Pour Élisabeth Hubert, la notion « d’établissement à domicile » qui est celle de l’Hospitalisation à Domicile (HAD) ne concerne pas seulement des infirmières qui passent chez le patient, mais aussi des métiers comme la coordination et l’assistant social. La HAD, c’est 300 établissements en France, 12 000 patients en charge, une durée moyenne de séjour équivalente à 30 jours. Ces solutions ont été permises par un assouplissement de la réglementation, il y a dix ans. Ainsi, il existe un financement par l’assurance maladie sans forfait hospitalier. L’approche est en train d’évoluer avec la mise en œuvre d’une logistique de matériel et de produits à manipuler qui devient complexe, tel est le cas de la chimiothérapie à domicile par exemple.
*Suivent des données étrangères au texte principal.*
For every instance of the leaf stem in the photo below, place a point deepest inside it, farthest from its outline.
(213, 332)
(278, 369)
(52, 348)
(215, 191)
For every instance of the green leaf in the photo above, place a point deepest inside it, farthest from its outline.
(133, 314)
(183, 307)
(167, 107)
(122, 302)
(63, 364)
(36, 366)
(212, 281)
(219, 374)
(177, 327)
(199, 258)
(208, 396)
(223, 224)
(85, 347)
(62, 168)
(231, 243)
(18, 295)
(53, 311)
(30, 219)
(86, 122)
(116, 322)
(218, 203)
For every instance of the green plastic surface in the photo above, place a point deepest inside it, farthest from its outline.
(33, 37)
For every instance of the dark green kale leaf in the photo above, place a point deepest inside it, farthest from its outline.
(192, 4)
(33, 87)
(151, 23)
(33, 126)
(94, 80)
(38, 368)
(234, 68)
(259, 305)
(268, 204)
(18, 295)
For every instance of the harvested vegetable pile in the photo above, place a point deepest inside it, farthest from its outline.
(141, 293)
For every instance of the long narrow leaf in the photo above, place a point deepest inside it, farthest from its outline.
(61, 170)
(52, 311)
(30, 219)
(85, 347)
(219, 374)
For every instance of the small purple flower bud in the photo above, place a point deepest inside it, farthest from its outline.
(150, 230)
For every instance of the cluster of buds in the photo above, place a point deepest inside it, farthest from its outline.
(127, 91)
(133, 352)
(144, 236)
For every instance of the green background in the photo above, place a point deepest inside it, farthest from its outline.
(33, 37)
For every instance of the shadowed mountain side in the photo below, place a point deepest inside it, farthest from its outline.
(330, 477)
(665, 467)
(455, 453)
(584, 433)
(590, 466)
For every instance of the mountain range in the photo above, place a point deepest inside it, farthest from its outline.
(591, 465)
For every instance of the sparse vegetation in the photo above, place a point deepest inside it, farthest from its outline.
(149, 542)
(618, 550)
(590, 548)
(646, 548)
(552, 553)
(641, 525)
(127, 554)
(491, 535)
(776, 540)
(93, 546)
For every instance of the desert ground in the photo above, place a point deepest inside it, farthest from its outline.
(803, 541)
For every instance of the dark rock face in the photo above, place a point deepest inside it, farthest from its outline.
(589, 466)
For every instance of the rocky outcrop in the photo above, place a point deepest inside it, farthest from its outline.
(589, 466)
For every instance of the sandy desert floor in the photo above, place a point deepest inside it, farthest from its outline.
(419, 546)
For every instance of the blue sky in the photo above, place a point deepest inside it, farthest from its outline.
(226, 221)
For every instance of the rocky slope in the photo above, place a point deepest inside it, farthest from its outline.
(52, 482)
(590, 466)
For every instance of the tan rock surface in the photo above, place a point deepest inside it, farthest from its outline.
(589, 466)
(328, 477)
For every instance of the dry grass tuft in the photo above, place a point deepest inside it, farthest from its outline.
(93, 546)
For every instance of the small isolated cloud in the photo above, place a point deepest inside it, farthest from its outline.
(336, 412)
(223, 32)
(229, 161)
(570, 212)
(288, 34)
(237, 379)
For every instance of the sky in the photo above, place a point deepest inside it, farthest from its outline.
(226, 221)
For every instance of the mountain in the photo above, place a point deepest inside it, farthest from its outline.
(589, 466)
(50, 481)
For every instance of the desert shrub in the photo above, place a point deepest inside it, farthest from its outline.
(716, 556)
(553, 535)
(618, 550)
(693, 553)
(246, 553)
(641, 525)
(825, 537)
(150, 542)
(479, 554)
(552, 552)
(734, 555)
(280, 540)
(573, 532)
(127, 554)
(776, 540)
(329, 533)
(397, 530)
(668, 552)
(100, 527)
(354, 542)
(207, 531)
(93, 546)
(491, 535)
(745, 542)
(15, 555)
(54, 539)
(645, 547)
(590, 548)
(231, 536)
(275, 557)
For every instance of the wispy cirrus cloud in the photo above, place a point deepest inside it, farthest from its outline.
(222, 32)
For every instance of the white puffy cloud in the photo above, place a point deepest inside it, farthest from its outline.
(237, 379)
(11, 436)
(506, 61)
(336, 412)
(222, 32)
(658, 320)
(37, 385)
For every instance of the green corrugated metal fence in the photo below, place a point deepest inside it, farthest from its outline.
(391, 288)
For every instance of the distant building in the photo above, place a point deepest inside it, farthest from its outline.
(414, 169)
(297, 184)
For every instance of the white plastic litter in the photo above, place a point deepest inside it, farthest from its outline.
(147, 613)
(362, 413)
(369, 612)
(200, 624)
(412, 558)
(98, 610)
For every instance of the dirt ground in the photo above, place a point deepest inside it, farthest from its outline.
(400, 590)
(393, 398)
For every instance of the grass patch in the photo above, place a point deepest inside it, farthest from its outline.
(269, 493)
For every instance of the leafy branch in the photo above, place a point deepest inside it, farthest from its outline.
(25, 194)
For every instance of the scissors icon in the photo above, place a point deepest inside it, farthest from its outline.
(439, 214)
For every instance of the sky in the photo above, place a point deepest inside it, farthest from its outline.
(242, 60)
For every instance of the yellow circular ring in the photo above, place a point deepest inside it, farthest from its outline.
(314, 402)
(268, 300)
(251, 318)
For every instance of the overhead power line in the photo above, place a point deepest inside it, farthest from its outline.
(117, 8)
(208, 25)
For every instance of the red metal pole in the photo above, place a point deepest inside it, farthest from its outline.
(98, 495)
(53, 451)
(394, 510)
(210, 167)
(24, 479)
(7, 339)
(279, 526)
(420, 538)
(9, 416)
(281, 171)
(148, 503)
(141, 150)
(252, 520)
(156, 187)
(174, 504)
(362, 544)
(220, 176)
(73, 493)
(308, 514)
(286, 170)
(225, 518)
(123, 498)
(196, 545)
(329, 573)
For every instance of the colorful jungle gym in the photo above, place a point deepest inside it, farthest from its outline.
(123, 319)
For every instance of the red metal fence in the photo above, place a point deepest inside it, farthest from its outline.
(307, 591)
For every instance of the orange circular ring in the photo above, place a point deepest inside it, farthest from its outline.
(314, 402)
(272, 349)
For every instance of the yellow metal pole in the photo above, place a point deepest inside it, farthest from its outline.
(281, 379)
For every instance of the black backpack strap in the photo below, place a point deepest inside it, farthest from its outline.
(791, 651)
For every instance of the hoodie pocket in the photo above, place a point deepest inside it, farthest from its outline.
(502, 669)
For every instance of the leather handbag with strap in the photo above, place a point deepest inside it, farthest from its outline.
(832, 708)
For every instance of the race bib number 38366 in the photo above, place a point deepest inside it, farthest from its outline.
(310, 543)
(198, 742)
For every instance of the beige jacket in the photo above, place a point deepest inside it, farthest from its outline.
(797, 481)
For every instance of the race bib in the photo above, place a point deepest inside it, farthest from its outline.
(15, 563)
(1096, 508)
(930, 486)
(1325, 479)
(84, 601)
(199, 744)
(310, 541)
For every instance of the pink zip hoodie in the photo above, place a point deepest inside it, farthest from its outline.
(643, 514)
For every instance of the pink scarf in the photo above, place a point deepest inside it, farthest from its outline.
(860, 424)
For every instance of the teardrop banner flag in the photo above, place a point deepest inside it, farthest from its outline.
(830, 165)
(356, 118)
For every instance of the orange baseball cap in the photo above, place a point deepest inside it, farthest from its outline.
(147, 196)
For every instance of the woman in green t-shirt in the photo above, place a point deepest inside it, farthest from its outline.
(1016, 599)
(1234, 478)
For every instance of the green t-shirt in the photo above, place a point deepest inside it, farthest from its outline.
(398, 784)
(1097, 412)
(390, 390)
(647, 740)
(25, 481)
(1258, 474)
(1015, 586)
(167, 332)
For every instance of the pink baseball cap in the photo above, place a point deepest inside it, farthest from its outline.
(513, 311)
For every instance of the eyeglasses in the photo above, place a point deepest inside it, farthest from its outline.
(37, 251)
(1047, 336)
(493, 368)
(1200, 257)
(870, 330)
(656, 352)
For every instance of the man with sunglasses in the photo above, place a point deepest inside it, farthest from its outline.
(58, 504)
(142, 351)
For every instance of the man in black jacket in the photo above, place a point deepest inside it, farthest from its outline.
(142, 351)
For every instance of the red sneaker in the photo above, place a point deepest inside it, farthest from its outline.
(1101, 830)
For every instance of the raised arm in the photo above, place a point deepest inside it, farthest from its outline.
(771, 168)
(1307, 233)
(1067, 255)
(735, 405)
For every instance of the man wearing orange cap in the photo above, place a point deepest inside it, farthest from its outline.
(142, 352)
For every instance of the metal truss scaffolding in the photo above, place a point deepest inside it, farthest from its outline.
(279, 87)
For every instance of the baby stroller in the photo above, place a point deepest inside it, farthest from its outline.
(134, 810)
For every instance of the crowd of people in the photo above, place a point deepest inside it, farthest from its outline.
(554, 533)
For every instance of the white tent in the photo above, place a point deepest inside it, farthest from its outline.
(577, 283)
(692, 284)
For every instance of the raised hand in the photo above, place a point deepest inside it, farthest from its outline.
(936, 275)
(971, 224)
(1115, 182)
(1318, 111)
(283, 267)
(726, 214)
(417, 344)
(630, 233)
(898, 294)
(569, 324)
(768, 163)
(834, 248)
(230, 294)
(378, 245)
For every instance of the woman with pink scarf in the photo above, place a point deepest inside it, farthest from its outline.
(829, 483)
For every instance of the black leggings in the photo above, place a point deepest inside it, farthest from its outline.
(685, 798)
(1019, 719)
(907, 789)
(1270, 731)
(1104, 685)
Les HAD préparent « le coup d’après », concernant les patients dont la santé s’améliore ou qui sont dans une situation plus difficile.

 

Trois contraintes des outils numériques sont mis en avant par Élisabeth Hubert : tout d’abord, disposer d’une information fluide et autant que possible  immédiate, ensuite rendre irréprochable la traçabilité des actes, enfin, mettre en place une coordination efficace des acteurs. Elle met en avant quelques limites actuelles telles que la complexité de l’interopérabilité des SI (Systèmes d’information), ceux conçus pour le monde hospitalierne communique pas avec ceux du  monde libéral. Elle souligne enfin que tous les départements ont accès à la HAD, ce qui est un succès.

 

Docteur Blanchard, réseau en Normandie et en Languedoc-Roussillon, exemple de l’utilisation dans le suivi de plaies aidé par la télémédecine. Les deux difficultés principales du projet ont été la présence obligatoire des médecins en France et la nécessité d’utiliser les réseaux en mobilité. La solution utilise une tablette connectée en 3G. L’outil a été mis  en place récemment depuis septembre 2013, il s’articule autour d’un couple médecin/infirmière. Cette solution fait apparaître de nouveaux métiers, celui de la coordination et celui de l’infirmier expert. Pour le Docteur Blanchard, il faut aussi des formations, il prône une évolution de la formation initiale. Il rappelle que la meilleure formation qui soit est la téléconsultation !

 

Norbert Paquel souligne deux points : la multitude d’intervenants dans les actes de santé et la faible communication entre les fabricants de logiciels, puis entre ceux-ci et les clients. C’est pour cette raison qu’il faut que le marché de la santé accepte la notion de norme. Actuellement, il n’y a pas de commission  de normalisation de la santé, ce qui est regrettable.

 

Pour Jacques Cinqualbre, « la télémédecine, cela fait bouger les lignes ». C’est à la fois rapprocher les métiers de santé et permettre d’éviter un déplacement sur deux. Pour les 800 patients greffés à Strasbourg, cela correspond à plus de 720 000 km d’économie de transport, soit le trajet terre-lune.

 

Selon Élisabeth Hubert, l’organisation de l’offre de soin ne pourra plus être la même que dans le passé. Le problème est que les établissements de santé de demain ne seront plus ceux d’aujourd’hui. Pour elle, les établissements hospitaliers seront spécialisés sur les soins à haute valeur ajoutée. Ainsi, faudra-t-il les imaginer avec un « schéma technique » qui est très différent de celui d’aujourd’hui. À cela s’ajouteront d’une part une exigence de sécurité et de qualité, et par ailleurs la réalité qui fait que le domicile devient un lieu de soin. Puis, la profession devra adapter les outils techniques avec une offre de soins, ce qui n’est pas encore le cas. « On a tous les outils techniques, ils existent, mais il y a encore des trous », affirme-t-elle. « On a voulu construire une cathédrale avec un DMP (Dossier Médical Personnel), les GCS (Groupement de Coopération Sanitaire) en région ont aussi construit des cathédrales », c’est là que se situerait l’erreur selon Élisabeth Hubert.